[ale] OT: gmail question

Michael B. Trausch mike at trausch.us
Wed Feb 23 13:42:47 EST 2011


On Wed, 2011-02-23 at 09:42 -0500, David Tomaschik wrote:
> IMO, running a mail server reliably and with GMail-like quality of
> spam filtering is actually a difficult task.  Having a single MX seems
> to be asking for failure to me.  Although I suppose I could invest in
> something like http://www.dyndns.com/services/sendlabs/backupmx.html.
> I'd still need to find the quality spam filtering, though. 

Both valid points.

I have found Linode to be a highly reliable service, though, so the
point on reliability is diminished.  I would not advocate running such a
setup on a home network, however.

There can be problems in environments where not all systems are aware of
the use user database, as well; for example, it's difficult to support
the notion of immediate rejection of mails destined for invalid user
accounts if not all of the secondary MX servers have the ability to look
to see if a user is valid or not.  In that case, you can have problems
with bounces back to invalid source addresses, which is of course an
issue.

I have found the amount of spam (using SpamAssassin) to be acceptable
when the system is trained on a regular basis.

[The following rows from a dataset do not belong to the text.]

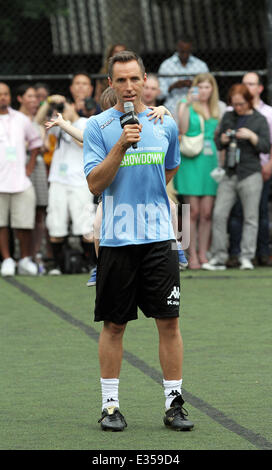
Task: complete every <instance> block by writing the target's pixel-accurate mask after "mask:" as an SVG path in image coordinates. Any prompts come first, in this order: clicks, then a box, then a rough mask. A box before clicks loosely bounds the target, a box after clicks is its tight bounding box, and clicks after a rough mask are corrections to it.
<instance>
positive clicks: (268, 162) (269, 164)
mask: <svg viewBox="0 0 272 470" xmlns="http://www.w3.org/2000/svg"><path fill="white" fill-rule="evenodd" d="M262 176H263V180H264V181H268V180H269V179H270V178H271V176H272V160H269V162H267V163H266V164H265V165H263V166H262Z"/></svg>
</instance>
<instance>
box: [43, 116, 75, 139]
mask: <svg viewBox="0 0 272 470" xmlns="http://www.w3.org/2000/svg"><path fill="white" fill-rule="evenodd" d="M54 126H59V127H60V128H61V129H63V130H64V131H65V132H67V134H69V135H70V136H71V137H73V138H74V139H76V140H78V141H79V142H83V131H82V130H80V129H77V128H76V127H74V126H73V125H72V124H71V123H70V122H69V121H65V119H63V117H62V115H61V113H57V117H55V118H52V119H51V120H50V121H48V122H46V123H45V127H46V129H47V130H48V129H51V127H54Z"/></svg>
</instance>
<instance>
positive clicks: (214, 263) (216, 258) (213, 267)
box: [201, 256, 226, 271]
mask: <svg viewBox="0 0 272 470" xmlns="http://www.w3.org/2000/svg"><path fill="white" fill-rule="evenodd" d="M201 268H202V269H204V270H206V271H224V269H226V266H225V265H224V263H222V262H221V261H219V260H218V258H216V256H214V257H213V258H211V259H210V261H209V262H208V263H203V264H202V266H201Z"/></svg>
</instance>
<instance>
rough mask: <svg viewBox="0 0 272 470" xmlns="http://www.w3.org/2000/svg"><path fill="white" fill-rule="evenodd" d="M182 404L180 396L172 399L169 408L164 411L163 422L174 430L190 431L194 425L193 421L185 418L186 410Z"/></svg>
mask: <svg viewBox="0 0 272 470" xmlns="http://www.w3.org/2000/svg"><path fill="white" fill-rule="evenodd" d="M183 404H184V400H183V398H182V396H181V395H178V396H177V397H176V398H174V400H173V401H172V403H171V406H170V408H169V409H168V410H167V411H166V412H165V416H164V419H163V422H164V424H165V426H167V427H169V428H171V429H173V430H174V431H190V430H191V429H192V428H193V427H194V423H192V421H189V420H188V419H187V418H186V416H188V412H187V411H186V410H185V408H183V407H182V405H183Z"/></svg>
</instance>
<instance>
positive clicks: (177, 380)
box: [163, 379, 182, 410]
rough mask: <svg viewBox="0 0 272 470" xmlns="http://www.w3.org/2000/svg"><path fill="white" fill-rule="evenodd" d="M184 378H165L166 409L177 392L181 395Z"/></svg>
mask: <svg viewBox="0 0 272 470" xmlns="http://www.w3.org/2000/svg"><path fill="white" fill-rule="evenodd" d="M181 386H182V379H180V380H164V379H163V387H164V396H165V409H166V410H168V409H169V408H170V406H171V403H172V401H173V400H174V398H175V396H176V394H177V393H178V394H180V395H181Z"/></svg>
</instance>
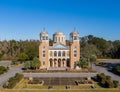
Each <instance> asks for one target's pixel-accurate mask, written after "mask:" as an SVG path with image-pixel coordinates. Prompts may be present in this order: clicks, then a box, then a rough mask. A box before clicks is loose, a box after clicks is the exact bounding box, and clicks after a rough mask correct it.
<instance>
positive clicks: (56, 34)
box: [54, 31, 65, 35]
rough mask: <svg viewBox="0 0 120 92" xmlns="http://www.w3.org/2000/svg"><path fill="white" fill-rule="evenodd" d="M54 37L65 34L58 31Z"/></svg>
mask: <svg viewBox="0 0 120 92" xmlns="http://www.w3.org/2000/svg"><path fill="white" fill-rule="evenodd" d="M54 35H65V34H64V33H63V32H61V31H59V32H55V33H54Z"/></svg>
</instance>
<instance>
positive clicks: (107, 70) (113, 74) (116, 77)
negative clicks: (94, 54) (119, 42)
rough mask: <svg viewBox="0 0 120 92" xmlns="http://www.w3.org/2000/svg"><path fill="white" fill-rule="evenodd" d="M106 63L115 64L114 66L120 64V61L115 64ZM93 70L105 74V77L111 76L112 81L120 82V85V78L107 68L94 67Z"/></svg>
mask: <svg viewBox="0 0 120 92" xmlns="http://www.w3.org/2000/svg"><path fill="white" fill-rule="evenodd" d="M105 62H106V63H113V64H115V63H116V64H117V63H119V64H120V60H118V61H116V62H113V61H105ZM93 69H94V70H96V71H97V72H98V73H104V74H105V75H109V76H111V78H112V80H117V81H119V84H120V76H118V75H116V74H114V73H112V72H110V71H108V70H107V67H101V66H96V65H93Z"/></svg>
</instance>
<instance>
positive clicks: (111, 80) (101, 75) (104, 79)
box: [97, 73, 119, 88]
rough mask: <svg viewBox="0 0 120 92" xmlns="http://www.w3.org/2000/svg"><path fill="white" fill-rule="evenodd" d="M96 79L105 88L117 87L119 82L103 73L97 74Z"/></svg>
mask: <svg viewBox="0 0 120 92" xmlns="http://www.w3.org/2000/svg"><path fill="white" fill-rule="evenodd" d="M97 80H98V81H99V82H100V84H101V85H102V86H104V87H107V88H117V87H118V85H119V82H118V81H116V80H113V81H112V80H111V77H110V76H106V75H105V74H104V73H101V74H97Z"/></svg>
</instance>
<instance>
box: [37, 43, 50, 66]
mask: <svg viewBox="0 0 120 92" xmlns="http://www.w3.org/2000/svg"><path fill="white" fill-rule="evenodd" d="M43 47H45V57H43V55H42V49H43ZM48 58H49V42H48V41H46V42H42V43H40V45H39V59H40V61H41V68H47V67H48ZM43 61H44V62H45V65H43Z"/></svg>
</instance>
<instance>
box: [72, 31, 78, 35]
mask: <svg viewBox="0 0 120 92" xmlns="http://www.w3.org/2000/svg"><path fill="white" fill-rule="evenodd" d="M70 35H79V33H78V32H77V31H73V32H71V33H70Z"/></svg>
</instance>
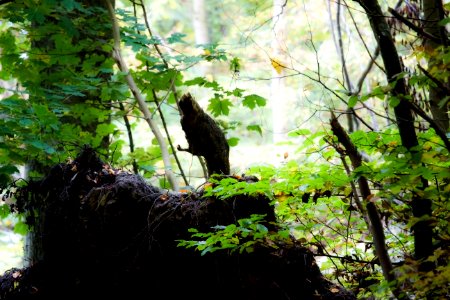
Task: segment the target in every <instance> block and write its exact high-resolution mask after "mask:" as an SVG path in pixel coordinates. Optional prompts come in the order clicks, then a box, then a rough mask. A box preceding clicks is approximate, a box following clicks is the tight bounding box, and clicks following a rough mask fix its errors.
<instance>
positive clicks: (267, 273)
mask: <svg viewBox="0 0 450 300" xmlns="http://www.w3.org/2000/svg"><path fill="white" fill-rule="evenodd" d="M236 180H238V179H236ZM240 180H242V179H240ZM244 180H245V181H246V183H247V184H252V182H254V181H252V180H247V179H244ZM253 180H254V179H253ZM17 197H18V202H17V206H16V207H15V208H16V209H17V210H18V211H23V210H28V209H33V210H34V209H37V210H39V211H41V212H43V213H44V214H45V216H46V218H45V223H43V227H42V229H43V232H42V234H43V237H44V243H43V244H42V246H43V252H44V253H45V255H44V259H43V260H41V261H39V262H36V264H34V265H33V266H31V267H30V268H26V269H13V270H11V271H10V272H7V273H5V275H4V276H1V277H0V299H2V300H12V299H56V298H55V296H58V298H60V299H95V298H98V299H109V298H112V299H148V298H153V297H156V298H160V297H161V295H164V298H165V299H200V300H203V299H204V300H206V299H211V298H214V299H224V300H225V299H250V300H252V299H255V300H256V299H258V300H260V299H279V300H283V299H291V300H301V299H325V300H326V299H343V300H345V299H351V300H355V299H356V298H355V296H354V295H353V294H352V293H351V292H349V291H347V290H345V289H344V288H342V287H341V286H338V285H336V284H333V283H332V282H330V281H329V280H326V279H325V278H324V277H323V275H322V274H321V272H320V270H319V268H318V266H317V264H316V262H315V260H314V257H313V255H312V253H311V252H310V251H309V250H307V249H306V248H304V247H302V246H301V245H300V244H299V243H298V242H296V241H295V240H291V239H284V240H280V241H279V242H278V241H274V244H272V243H266V242H265V241H266V240H263V239H261V240H260V241H259V242H258V241H257V243H256V244H255V246H254V248H253V250H254V251H253V252H251V253H246V252H243V253H237V252H233V253H230V252H229V251H227V250H225V249H223V250H218V251H216V252H213V253H206V254H205V255H203V256H202V255H200V253H199V252H197V251H194V250H192V249H186V248H183V247H178V246H177V245H178V240H191V239H194V238H192V237H191V234H190V233H189V232H188V229H189V228H196V229H198V230H199V231H200V232H210V231H212V230H213V229H212V227H213V226H216V225H228V224H236V223H237V222H236V221H237V220H239V219H242V218H248V217H250V216H251V215H252V214H264V215H265V216H266V217H265V220H264V222H263V223H261V225H264V226H266V227H267V228H268V230H270V231H271V232H276V230H277V225H276V224H275V222H276V217H275V213H274V208H273V206H272V205H271V204H270V199H269V198H267V197H265V196H264V195H258V196H255V197H248V196H245V195H241V196H235V197H232V198H228V199H224V200H222V199H217V198H214V197H205V196H204V194H203V192H202V191H200V192H195V193H174V192H167V191H165V190H161V189H159V188H156V187H153V186H149V185H148V184H147V183H146V182H145V181H144V180H143V179H142V178H141V177H139V176H138V175H135V174H126V173H124V172H120V171H119V170H114V169H112V168H111V167H109V166H106V165H105V164H104V163H103V162H102V161H101V160H99V159H98V157H97V156H96V154H95V152H94V151H93V150H92V149H90V148H85V149H84V150H83V151H82V152H81V153H80V155H79V156H78V157H77V158H76V159H75V160H74V161H73V162H72V163H70V164H60V165H56V166H55V167H54V168H53V169H52V171H51V172H50V173H49V174H48V176H47V177H45V178H44V179H43V180H41V181H37V182H30V184H29V185H28V186H27V187H24V188H23V189H21V190H19V192H18V194H17ZM28 221H29V222H30V225H32V219H29V220H28ZM241 238H242V241H245V237H244V236H242V237H240V239H241ZM274 245H275V246H274Z"/></svg>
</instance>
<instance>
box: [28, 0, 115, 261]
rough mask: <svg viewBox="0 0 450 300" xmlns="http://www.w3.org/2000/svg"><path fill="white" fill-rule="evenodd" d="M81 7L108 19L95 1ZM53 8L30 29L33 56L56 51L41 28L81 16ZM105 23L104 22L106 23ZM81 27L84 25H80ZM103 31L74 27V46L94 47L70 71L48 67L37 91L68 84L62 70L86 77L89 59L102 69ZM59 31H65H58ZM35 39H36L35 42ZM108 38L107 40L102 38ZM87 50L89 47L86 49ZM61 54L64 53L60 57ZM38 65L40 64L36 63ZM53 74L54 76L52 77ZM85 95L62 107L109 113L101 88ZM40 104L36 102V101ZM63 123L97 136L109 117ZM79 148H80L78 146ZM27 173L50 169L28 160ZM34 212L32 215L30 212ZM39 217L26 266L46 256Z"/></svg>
mask: <svg viewBox="0 0 450 300" xmlns="http://www.w3.org/2000/svg"><path fill="white" fill-rule="evenodd" d="M81 4H83V5H85V6H87V7H91V8H92V7H95V8H98V11H97V13H98V12H101V13H99V15H98V16H97V20H105V19H106V20H108V19H109V17H108V13H107V10H105V9H104V8H105V7H104V6H101V4H98V2H96V1H92V0H84V1H81ZM54 5H55V6H54V7H52V9H54V13H52V14H50V13H49V14H47V15H46V17H45V18H46V19H45V22H43V23H40V24H34V25H33V26H32V29H34V31H32V32H30V37H31V43H32V45H33V48H34V49H35V52H36V53H40V54H41V55H43V56H44V55H52V53H53V52H54V51H55V49H56V45H55V42H54V41H53V40H51V39H41V38H40V32H41V31H40V30H41V28H40V27H41V26H42V27H44V26H48V24H54V25H55V26H57V25H59V20H60V19H61V18H77V17H83V16H81V14H82V13H81V12H79V11H77V14H78V15H75V16H74V15H73V11H72V12H71V13H68V14H67V15H65V14H64V15H62V14H60V13H59V12H58V11H57V10H56V6H57V5H61V4H58V3H55V4H54ZM84 17H86V18H89V15H86V16H84ZM105 24H106V23H105ZM81 26H84V25H81ZM104 29H105V30H104V31H98V32H93V31H92V30H87V31H85V30H83V28H82V27H79V28H76V30H77V31H78V33H79V34H78V36H77V35H76V34H73V36H71V37H72V38H73V44H74V45H78V44H86V43H87V42H88V43H89V41H91V42H90V44H91V45H96V46H95V48H89V49H88V50H86V49H84V48H83V49H82V50H81V51H80V50H78V52H77V53H76V54H75V56H76V57H77V58H78V59H79V60H80V64H79V65H78V66H76V67H75V68H73V66H69V67H67V66H65V65H64V64H62V63H57V64H54V65H51V66H50V67H49V68H48V70H47V74H45V75H44V76H43V80H42V81H41V82H40V88H42V89H48V90H52V89H55V86H58V85H64V84H66V83H67V78H66V77H63V76H61V75H58V74H59V73H60V72H61V69H71V71H72V72H73V73H74V75H73V76H79V77H80V78H85V75H84V74H83V72H84V70H83V69H82V66H83V63H84V62H85V61H86V60H88V59H89V58H91V57H94V56H95V57H97V61H96V63H95V65H94V66H93V68H94V69H98V68H100V67H103V68H104V67H105V62H106V61H107V60H108V59H109V58H110V56H111V54H110V53H109V52H106V51H105V50H103V49H102V48H101V47H100V46H101V45H100V44H102V43H101V42H98V41H105V42H104V43H106V41H109V40H110V37H112V31H111V30H110V29H106V27H105V28H104ZM61 30H64V29H63V28H61ZM35 37H36V38H37V39H35ZM105 37H109V38H105ZM87 47H89V46H87ZM62 55H64V54H62ZM38 63H40V62H39V61H38ZM110 65H111V68H112V61H111V64H110ZM53 74H54V75H53ZM96 76H97V78H98V79H100V81H102V82H103V83H105V82H107V81H108V80H109V77H110V76H109V75H107V76H105V74H104V73H103V74H100V73H97V75H96ZM82 92H83V94H84V95H85V96H70V97H68V98H67V99H64V105H67V106H68V107H69V109H71V108H72V107H76V106H77V105H80V104H83V105H85V106H86V108H85V109H86V110H89V108H90V107H92V108H93V109H103V110H105V111H108V110H109V107H108V106H109V105H110V103H109V102H108V103H105V102H104V101H103V100H102V99H101V98H100V93H101V92H100V89H99V88H98V89H96V90H90V89H88V90H86V91H82ZM37 101H39V100H37ZM61 122H62V123H69V124H73V125H75V126H80V127H81V128H82V130H83V131H85V132H88V133H89V134H91V135H92V136H96V135H97V133H96V130H97V127H98V126H99V125H100V124H105V123H109V122H110V118H106V120H103V121H99V120H98V119H94V120H93V121H91V122H83V120H81V119H80V118H79V117H76V116H73V115H71V114H66V115H65V116H63V117H62V118H61ZM100 140H101V142H99V145H96V148H97V149H103V150H106V152H104V153H103V154H104V155H105V157H107V154H108V147H109V143H110V142H109V135H106V136H103V137H101V139H100ZM79 146H82V145H79ZM27 170H28V171H39V172H48V171H49V170H50V166H45V165H43V164H42V162H40V161H31V162H30V163H29V165H28V166H27ZM33 213H34V212H33ZM37 215H38V217H37V218H36V224H35V230H33V231H30V232H29V233H28V234H27V236H26V238H25V259H24V260H25V263H26V264H33V263H34V262H36V261H41V260H42V259H43V258H44V257H45V255H46V254H45V253H43V252H42V243H43V235H42V232H43V231H42V230H43V228H42V226H44V225H43V223H44V222H45V218H46V215H45V212H37Z"/></svg>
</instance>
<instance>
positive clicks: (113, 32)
mask: <svg viewBox="0 0 450 300" xmlns="http://www.w3.org/2000/svg"><path fill="white" fill-rule="evenodd" d="M105 2H106V5H107V7H108V12H109V14H110V17H111V20H112V25H113V36H114V49H113V58H114V59H115V60H116V63H117V65H118V67H119V69H120V70H121V71H122V72H124V73H125V74H126V75H125V79H126V81H127V84H128V87H129V88H130V90H131V92H132V93H133V96H134V97H135V99H136V101H137V102H138V104H139V109H140V110H141V112H142V113H143V115H144V118H145V120H146V121H147V123H148V125H149V127H150V129H151V131H152V132H153V134H154V135H155V138H156V139H157V141H158V143H159V147H160V149H161V155H162V159H163V162H164V169H165V170H164V171H165V174H166V176H167V179H168V180H169V182H170V185H171V186H172V189H173V190H174V191H178V183H177V180H176V178H175V176H174V174H173V172H172V165H171V163H170V155H169V151H168V149H167V144H166V141H165V140H164V137H163V136H162V134H161V132H160V131H159V128H158V126H157V125H156V124H155V123H154V122H153V119H152V117H151V113H150V110H149V108H148V106H147V103H146V102H145V98H144V96H143V95H142V94H141V92H140V90H139V88H138V87H137V85H136V82H135V81H134V78H133V77H132V76H131V74H130V71H129V69H128V66H127V64H126V63H125V61H124V60H123V57H122V54H121V52H120V28H119V24H118V23H117V19H116V16H115V12H114V9H113V7H112V5H111V2H110V1H109V0H105Z"/></svg>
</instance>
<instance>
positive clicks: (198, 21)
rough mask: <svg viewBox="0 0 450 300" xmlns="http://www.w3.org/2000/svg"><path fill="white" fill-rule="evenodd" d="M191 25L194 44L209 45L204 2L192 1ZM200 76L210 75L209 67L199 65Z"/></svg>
mask: <svg viewBox="0 0 450 300" xmlns="http://www.w3.org/2000/svg"><path fill="white" fill-rule="evenodd" d="M192 12H193V14H192V25H193V27H194V35H195V44H197V45H207V44H210V43H211V39H210V38H209V31H208V28H209V26H208V19H207V17H206V3H205V0H192ZM199 70H200V72H201V75H200V76H206V75H207V74H209V73H211V67H210V65H207V64H206V62H205V63H203V64H202V63H201V64H200V66H199Z"/></svg>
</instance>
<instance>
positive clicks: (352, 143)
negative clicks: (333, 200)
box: [330, 114, 395, 282]
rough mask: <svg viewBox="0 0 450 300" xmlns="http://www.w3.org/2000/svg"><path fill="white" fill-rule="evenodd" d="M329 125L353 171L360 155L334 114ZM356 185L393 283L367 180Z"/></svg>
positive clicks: (386, 249)
mask: <svg viewBox="0 0 450 300" xmlns="http://www.w3.org/2000/svg"><path fill="white" fill-rule="evenodd" d="M330 124H331V130H332V131H333V134H334V135H335V136H336V137H337V138H338V141H339V142H340V143H341V144H342V145H343V146H344V148H345V150H346V154H347V155H348V157H349V158H350V161H351V162H352V167H353V169H356V168H358V167H360V166H361V165H362V157H361V154H360V153H359V151H358V149H357V148H356V146H355V145H354V144H353V142H352V141H351V139H350V137H349V136H348V134H347V133H346V132H345V130H344V128H342V126H341V124H339V121H338V120H337V118H336V116H334V114H332V118H331V120H330ZM358 185H359V190H360V191H361V196H362V198H363V199H364V201H365V203H366V209H367V215H368V218H369V220H370V226H369V230H370V231H371V233H372V237H373V241H374V245H375V251H376V254H377V256H378V258H379V260H380V264H381V268H382V270H383V275H384V277H385V278H386V280H387V281H389V282H393V281H394V280H395V275H394V273H393V272H392V270H393V268H392V262H391V259H390V257H389V254H388V252H387V248H386V238H385V236H384V232H383V224H382V222H381V218H380V215H379V213H378V209H377V207H376V206H375V204H374V203H373V202H372V200H371V199H372V198H373V195H372V193H371V191H370V187H369V183H368V182H367V178H366V177H364V176H360V177H359V178H358Z"/></svg>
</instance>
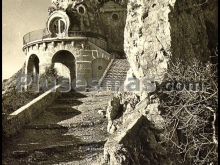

Probably the most major problem, though, is that of the way we do
Internet mail itself.  I do not see a solution for that, however; the
problem really with the present Internet mail system is that while there
is the ability to do things like be very strict about what you can
accept and so forth, there is no universal method available that doesn't
also waste bandwidth.

Honestly, I would like to see some major changes to the whole Internet
mail system.  I could probably write a book on everything that is wrong
with the weaknesses of the way we are doing things at present, but I'm
afraid it would not accomplish anything but waste my own time.  I think
that even if there were better, stronger standards that worked more
efficiently, even with other significant benefits, it would never be
deployed.  The current system works "well enough" in the view of most
people.  That means that there would never be a critical mass of people
willing to change it that it'd ever actually change.